Anonymous wrote:On GA vs ECNL, how about some data?
From the soccer rankings app:
GA teams in top 100 nationally by year:
2011 17
2010 22
2009 19
2008 16
2007 25
2006/5 22
So about 20% of the top girls teams nationally are GA, about 5% are Elite 64, and 75% are ECNL.
Anonymous wrote:Now what happens when Boys ECNL teams want to compete at events like MLS Next Fest…that would require ditching ECNL and possibly moving their girls teams
Anonymous wrote:On GA vs ECNL, how about some data?
From the soccer rankings app:
GA teams in top 100 nationally by year:
2011 17
2010 22
2009 19
2008 16
2007 25
2006/5 22
So about 20% of the top girls teams nationally are GA, about 5% are Elite 64, and 75% are ECNL.
Anonymous wrote:I’ve been in and around the elite amateur sports scene in this country for 30+ years. In no other sport do pro teams have to pay youth clubs and their directors to incentivize player development. I had never heard the term “player pathway” until my kids started playing soccer. The entire youth travel soccer landscape is a scam designed to enrich and maintain the status of the current gatekeepers who sell naive parents on the value of this “pathway.” These MLS payments are nothing more than an extension of the problem, and if your club leaders tell you otherwise, they are on the take.
Anonymous wrote:I think the Development Grants are great and really good for US soccer. But I can’t help but be a little cynical. They did this because they were getting sued. Messi and the Apple broadcast deal helped them a lot but these are not huge money making Clubs.
Can’t help but thinking about the CTE/NFL article from this weekend and believe that money is going to be awfully tough to come by.
Anonymous wrote:ECNL boys may be finished as we know it
Anonymous wrote:Anonymous wrote:This has the potential to let ECNL boys die. Before MLS Next and GA, USSF DA was putting pressure on ECNL, and ECNL won on the girls side. IMO, wasn't actually anything merit based but more of an inside job, selling off the market to ECNL. Now with the rise of MLS Next, ECNL doesn't have someone on the inside of MLS Next that would help them maintain control in the market like they did on the girls side.
Time will correct the market on this. The question is, will ECNL's strangle hold on the girls market suffer with clubs shifting girls programs over to a growing GA market?
GA market not growing despite SYC. GA is not a great product for its purpose -- college. It is an ok product and the top teams do fine. But that is all. IN ECNL, bad teams do fine; good teams do great. No way anyone would give up ECNL for GA to help the boys side. Too much money on the girls side.
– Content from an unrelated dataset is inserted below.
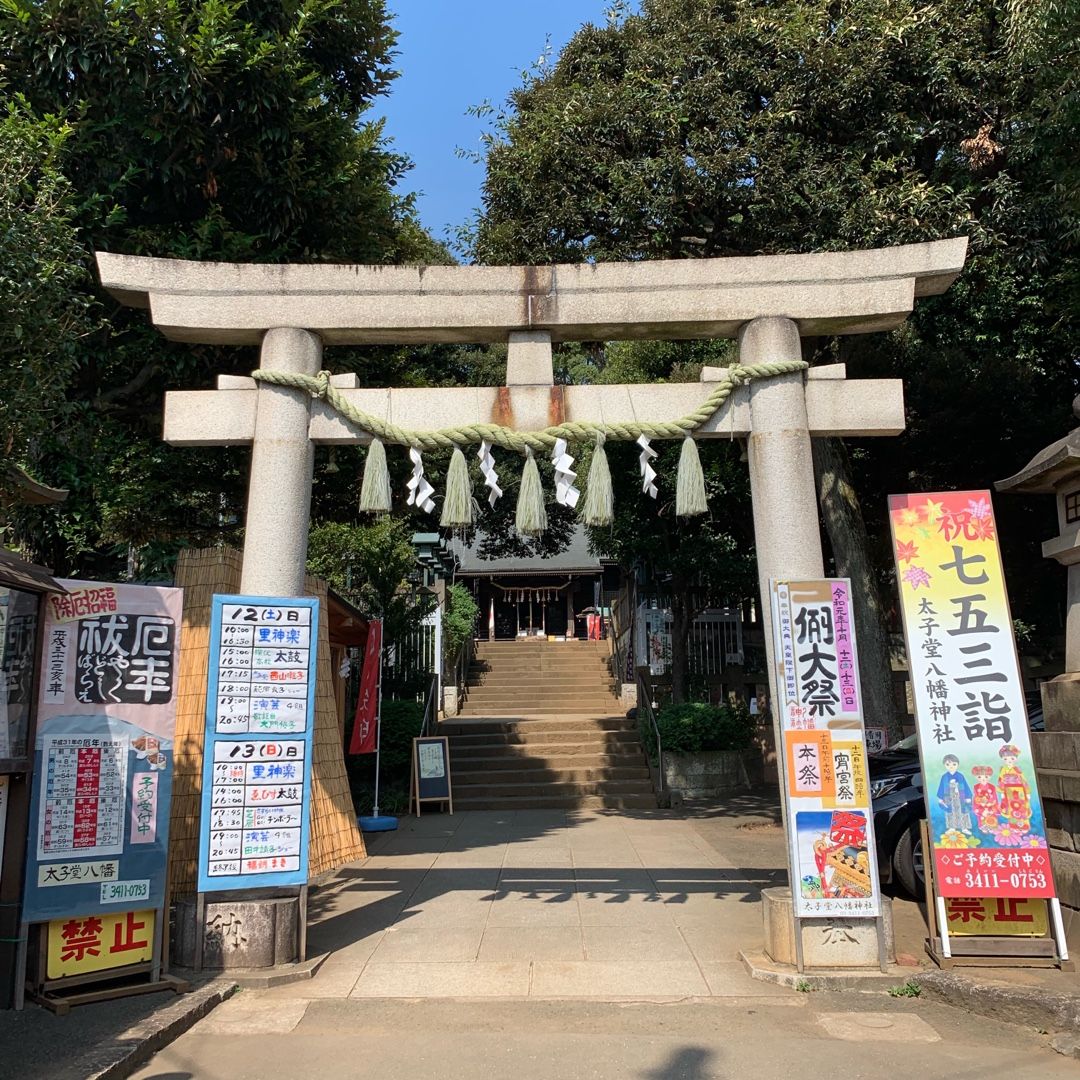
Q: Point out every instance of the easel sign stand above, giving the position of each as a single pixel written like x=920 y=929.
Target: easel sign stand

Anonymous wrote:This has the potential to let ECNL boys die. Before MLS Next and GA, USSF DA was putting pressure on ECNL, and ECNL won on the girls side. IMO, wasn't actually anything merit based but more of an inside job, selling off the market to ECNL. Now with the rise of MLS Next, ECNL doesn't have someone on the inside of MLS Next that would help them maintain control in the market like they did on the girls side.
Time will correct the market on this. The question is, will ECNL's strangle hold on the girls market suffer with clubs shifting girls programs over to a growing GA market?
Anonymous wrote:Anonymous wrote:Anonymous wrote:Imagine the shift to the local landscape if Arlington and/or Loudoun(NVA) switched to MLS Next/GA in an effort to salvage their boys programs. And I’m sure MLS and GA would take either of them. Now imagine 1-2 teams in every metro area doing the same. It doesn’t take much. If you have the soccer rankings app, there are virtually no ECNL Boys teams in the top 20 nationally. I don’t see how this doesn’t happen.
Arlington may belong in MLS next but definitely not Loudoun. Actually, both clubs have DC united's kids that couldn't play full time for them.
What do you mean DCU kids couldn't play full time for them? Can you elaborate on that?